Docker Swarm Part I: Multi-Host Cassandra Cluster

DZone 's Guide to

Docker Swarm Part I: Multi-Host Cassandra Cluster

In this first of three posts, see how to install and configure Docker Swarm in preparation for a Cassandra Cluster.

· Database Zone ·
Free Resource

We wanted to do a series that gave a number of different examples on how you can use Docker Swarm and Flocker together, and this is the first post in the series. The series will take you through using a Flocker + Swarm cluster in a number of different use-cases. These use-cases include the following:

  1. Setting up a Swarm Cluster with Consul for Service Discovery on a Flocker Cluster
  2. Creating a multi-service Twitter, NodeJS app without overlay networking and transitioning its configuration to use overlay networking.
  3. Creating a multi-host Cassandra Cluster with overlay networking and Flocker Volumes
  4. Creating a single Redis server with a Flocker volume and testing the experimental Swarm rescheduling on-node-failure feature.

This series is jam packed with goodies and is meant to be read as a fun overview of how to use Flocker and Swarm together during your #SwarmWeek adventures.

This portion of the series will focus on a subset of the list above. since it's the first part in the series, we will also install and configure Swarm.

Setting up a Swarm Cluster With Consul

This portion assumes you have 3 Docker hosts already created running Flocker. We are also using Ubuntu 14.04 as its example. Learn how to install Flocker here.

On one of your Docker hosts, we will start a Consul server. Docker uses Consul as a Key/Value store to store cluster state, such as networking and manager/engine info. You can do this container-based, but I like to start it on the server so I don’t have to worry about stopping and starting the Docker daemon and killing my consul server with it.   

$ consul agent -server -data-dir="/tmp/consul" -bootstrap -advertise= -http-port=8500  -client= &

Once the consul server is up and running and before we enable Swarm to manage our cluster, we need to first prep our Docker daemon.
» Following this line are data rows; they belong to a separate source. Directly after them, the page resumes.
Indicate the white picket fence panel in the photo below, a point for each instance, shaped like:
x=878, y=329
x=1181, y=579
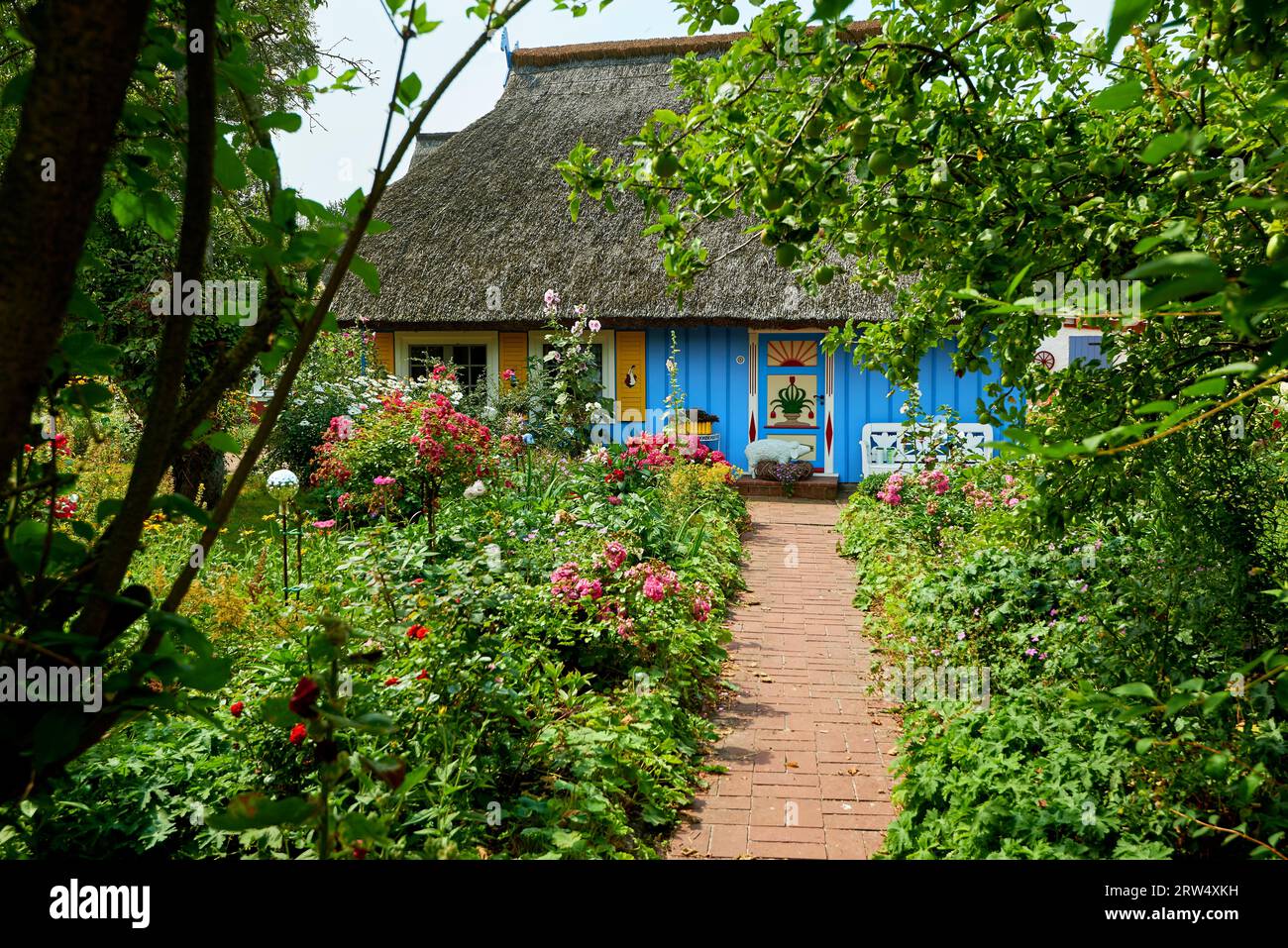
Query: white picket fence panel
x=887, y=447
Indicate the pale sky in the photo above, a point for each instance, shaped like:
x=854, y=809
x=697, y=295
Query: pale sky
x=338, y=155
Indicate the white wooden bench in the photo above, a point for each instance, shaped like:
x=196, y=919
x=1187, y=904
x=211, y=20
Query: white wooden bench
x=888, y=449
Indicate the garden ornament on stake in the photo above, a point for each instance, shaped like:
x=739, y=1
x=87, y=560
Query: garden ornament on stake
x=282, y=485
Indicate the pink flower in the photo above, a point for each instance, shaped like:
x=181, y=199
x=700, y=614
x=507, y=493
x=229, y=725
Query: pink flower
x=653, y=588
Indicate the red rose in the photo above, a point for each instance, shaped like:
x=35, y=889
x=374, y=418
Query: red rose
x=307, y=693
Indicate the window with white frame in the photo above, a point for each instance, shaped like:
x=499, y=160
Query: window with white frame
x=600, y=347
x=472, y=355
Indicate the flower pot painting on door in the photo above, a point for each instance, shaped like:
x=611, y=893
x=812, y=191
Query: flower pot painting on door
x=793, y=401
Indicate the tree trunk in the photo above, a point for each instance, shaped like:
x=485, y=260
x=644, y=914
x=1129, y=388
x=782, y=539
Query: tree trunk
x=85, y=54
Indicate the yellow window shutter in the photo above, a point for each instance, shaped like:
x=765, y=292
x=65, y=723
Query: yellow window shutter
x=514, y=355
x=385, y=351
x=631, y=401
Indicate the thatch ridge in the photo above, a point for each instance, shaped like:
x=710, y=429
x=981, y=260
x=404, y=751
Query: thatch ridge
x=670, y=47
x=481, y=227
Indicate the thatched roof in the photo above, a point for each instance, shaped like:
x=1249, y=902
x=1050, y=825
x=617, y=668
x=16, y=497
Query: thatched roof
x=485, y=209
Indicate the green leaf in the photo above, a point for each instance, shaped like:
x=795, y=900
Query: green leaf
x=366, y=270
x=127, y=207
x=27, y=548
x=228, y=167
x=224, y=442
x=178, y=505
x=1134, y=689
x=84, y=355
x=257, y=811
x=1207, y=386
x=287, y=121
x=408, y=89
x=1119, y=97
x=161, y=214
x=1163, y=146
x=1155, y=408
x=206, y=674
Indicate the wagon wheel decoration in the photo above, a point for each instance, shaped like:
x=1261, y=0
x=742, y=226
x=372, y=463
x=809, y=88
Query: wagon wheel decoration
x=791, y=401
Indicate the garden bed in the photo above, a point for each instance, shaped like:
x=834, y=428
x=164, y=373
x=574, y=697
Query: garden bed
x=490, y=649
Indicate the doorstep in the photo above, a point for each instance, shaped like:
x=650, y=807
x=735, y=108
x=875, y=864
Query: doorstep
x=816, y=487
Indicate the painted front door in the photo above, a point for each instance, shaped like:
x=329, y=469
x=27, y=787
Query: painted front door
x=793, y=391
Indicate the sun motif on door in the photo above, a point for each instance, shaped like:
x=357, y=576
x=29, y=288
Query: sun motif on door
x=787, y=353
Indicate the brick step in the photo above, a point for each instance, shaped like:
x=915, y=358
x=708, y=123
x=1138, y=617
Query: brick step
x=816, y=487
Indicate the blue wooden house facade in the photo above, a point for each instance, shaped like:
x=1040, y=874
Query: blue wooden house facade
x=481, y=231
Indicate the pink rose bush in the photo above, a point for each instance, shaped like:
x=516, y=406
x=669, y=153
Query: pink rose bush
x=930, y=501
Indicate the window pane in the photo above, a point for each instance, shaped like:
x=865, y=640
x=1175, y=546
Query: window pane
x=471, y=364
x=419, y=359
x=596, y=357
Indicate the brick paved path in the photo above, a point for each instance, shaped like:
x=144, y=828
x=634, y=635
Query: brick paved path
x=806, y=749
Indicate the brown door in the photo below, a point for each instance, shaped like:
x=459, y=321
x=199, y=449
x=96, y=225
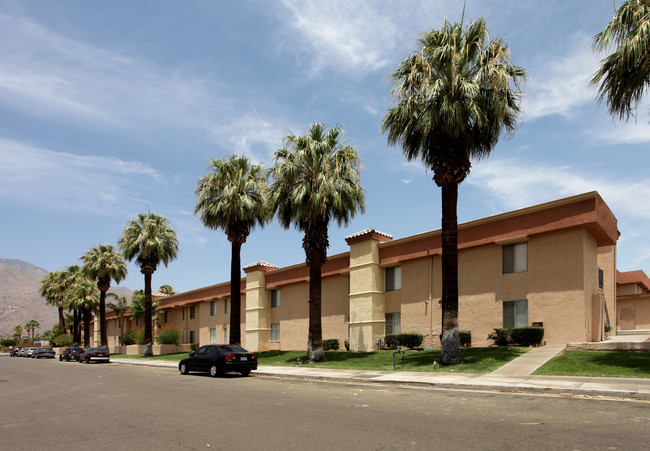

The first thing we need to do is add some DOCKER_OPTS to the daemon on every node.   

#file /etc/default/docker
#Use DOCKER_OPTS to modify the daemon startup options.
DOCKER_OPTS="-H tcp:// -H unix:///var/run/docker.sock --cluster-store=consul://<ip-of-consul-host>:8500/network --cluster-advertise=<this-nodes-private-ip>:2375"

Make sure to restart the Docker daemon after you have made the above change to your Docker options. Then, on one of your nodes start a Primary Swarm Manager:

$ docker run -d -p 4000:4000 --restart=always swarm --experimental manage -H :4000 --replication --advertise <manager0_ip>:4000 consul://<consul_ip>:<port>

 On a second node, start a Secondary Swarm Manager Replica:
$ docker run -d -p 4000:4000 --restart=always swarm --experimental manage -H :4000 --replication --advertise <manager1_ip>:4000 consul://<consul_ip>:8500

Then, on every Docker host that will participate in the Swarm cluster run the following join command.

$ docker run -d --restart=always swarm --experimental join --advertise=<node_ip>:2375 consul://<consul_ip>:8500

Now on your Primary Swarm Manager node, you can run the docker info command to see your Swarm cluster.   

$ docker -H  :4000 info
Containers: 5
 Running: 5
 Paused: 0
 Stopped: 0
Images: 18
Server Version: swarm/1.1.3
Role: primary
Strategy: spread
Filters: health, port, dependency, affinity, constraint
Nodes: 2
  └ Status: Healthy
  └ Containers: 1
  └ Reserved CPUs: 0 / 2
  └ Reserved Memory: 0 B / 7.67 GiB
  └ Labels: executiondriver=native-0.2, kernelversion=3.13.0-79-generic, operatingsystem=Ubuntu 14.04.3 LTS, storagedriver=aufs
  └ Error: (none)
  └ UpdatedAt: 2016-03-09T14:12:09Z
  └ Status: Healthy
  └ Containers: 4
  └ Reserved CPUs: 0 / 2
  └ Reserved Memory: 0 B / 7.67 GiB
  └ Labels: executiondriver=native-0.2, kernelversion=3.13.0-63-generic, operatingsystem=Ubuntu 14.04.3 LTS, storagedriver=aufs
  └ Error: (none)
  └ UpdatedAt: 2016-03-09T14:11:52Z
Kernel Version: 3.13.0-63-generic
Operating System: linux
Architecture: amd64
CPUs: 4
Total Memory: 15.34 GiB
Name: 6650c975f163
Debug mode (client): false Debug mode (server): false Experimental: true

 That's it! You're ready to start deploying applications.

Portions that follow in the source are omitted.